Adult cessation campaigns have been found to impact younger groups. Most focus in Australia's national campaign to promote smoking cessation has been on the 18–40 blue collar demographic, however the impact of such campaigns spreads to younger groups as well. For example, evaluation of the early National Tobacco Campaign media campaigns showed that adolescents learned as much, if not more, than the 18–40 target group from the television advertisements.420

Prevention and cessation are intertwined, but most of the effort with young people to date has focused on preventing uptake rather than promoting cessation. There are a number of issues around promoting cessation and providing support among young people, regardless of whether they are experimenting or have graduated to regular daily smoking.417, 421, 422

There is scant evidence on what works best for teen cessation. A recent review concluded that programs designed to help teens have modest success compared to control conditions, and that programs focusing on motivational enhancement, cognitive behavioural techniques and social influence were most effective.423 School based clinics and programs that extended for at least five sessions were more effective than community-based and single session interventions. Currently 4% of callers to the Victorian Quitline are under 18 years old, and protocols for young callers have been developed as part of the set of national minimum standards.424 These recommend that services focus on the immediate harmful effects, issues of appearance and youth-specific reasons for smoking such as rebellion or aspiring to adulthood.
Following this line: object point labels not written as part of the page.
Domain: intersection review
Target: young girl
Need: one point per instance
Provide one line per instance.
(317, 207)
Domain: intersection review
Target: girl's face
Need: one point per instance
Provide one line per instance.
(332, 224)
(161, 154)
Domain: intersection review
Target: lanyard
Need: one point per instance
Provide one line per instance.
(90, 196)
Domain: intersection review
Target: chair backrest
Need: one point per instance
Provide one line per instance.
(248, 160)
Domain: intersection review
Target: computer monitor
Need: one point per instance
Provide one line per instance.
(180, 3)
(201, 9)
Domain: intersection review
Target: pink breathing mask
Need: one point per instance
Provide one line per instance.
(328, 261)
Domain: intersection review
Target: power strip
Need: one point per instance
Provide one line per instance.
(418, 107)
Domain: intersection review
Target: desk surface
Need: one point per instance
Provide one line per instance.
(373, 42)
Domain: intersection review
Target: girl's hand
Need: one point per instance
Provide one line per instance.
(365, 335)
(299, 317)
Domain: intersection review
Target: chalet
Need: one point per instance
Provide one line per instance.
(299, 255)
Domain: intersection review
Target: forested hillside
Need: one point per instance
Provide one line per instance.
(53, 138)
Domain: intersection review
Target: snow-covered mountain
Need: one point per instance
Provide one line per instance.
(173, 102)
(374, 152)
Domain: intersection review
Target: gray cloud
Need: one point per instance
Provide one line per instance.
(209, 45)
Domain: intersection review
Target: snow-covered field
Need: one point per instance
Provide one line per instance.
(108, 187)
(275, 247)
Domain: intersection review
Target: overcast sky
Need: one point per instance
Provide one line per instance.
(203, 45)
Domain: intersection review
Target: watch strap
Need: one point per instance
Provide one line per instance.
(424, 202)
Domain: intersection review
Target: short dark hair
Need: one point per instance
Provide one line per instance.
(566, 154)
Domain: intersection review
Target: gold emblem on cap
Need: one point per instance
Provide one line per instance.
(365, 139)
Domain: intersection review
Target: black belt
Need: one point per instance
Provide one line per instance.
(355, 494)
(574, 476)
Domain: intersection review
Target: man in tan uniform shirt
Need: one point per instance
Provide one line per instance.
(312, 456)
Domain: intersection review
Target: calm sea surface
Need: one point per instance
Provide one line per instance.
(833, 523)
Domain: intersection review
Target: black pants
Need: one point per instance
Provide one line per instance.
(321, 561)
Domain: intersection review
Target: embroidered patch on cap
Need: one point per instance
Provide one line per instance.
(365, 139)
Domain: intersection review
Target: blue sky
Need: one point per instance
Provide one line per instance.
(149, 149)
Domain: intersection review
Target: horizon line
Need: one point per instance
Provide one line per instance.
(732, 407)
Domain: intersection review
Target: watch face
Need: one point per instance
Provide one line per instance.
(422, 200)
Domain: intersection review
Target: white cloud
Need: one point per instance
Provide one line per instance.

Recognising differences in patterns of smoking to that of adults, for example infrequent and situationally dependent smoking, is important, as is referring young people to youth-specific resources, especially internet sites.425

Some quitting medications can be used by younger smokers. Bupropion and varenicline are not officially approved for use by smokers under 18, and NRT is recommended only with precautions.249, 426, 427 When deciding whether or not to recommend NRT use by an adolescent (12 to 18 years), an individual's nicotine dependence, motivation to quit and willingness to accept counselling all need to be assessed. Counselling is considered to be of vital importance in this age group.57, 428

Schools should establish clear rules banning smoking on school grounds by students, teachers and visitors.429–432 Similarly community youth services have a role in developing policy that addresses smoking by clients and staff, and encouraging and supporting smoking cessation, including use of routine brief intervention.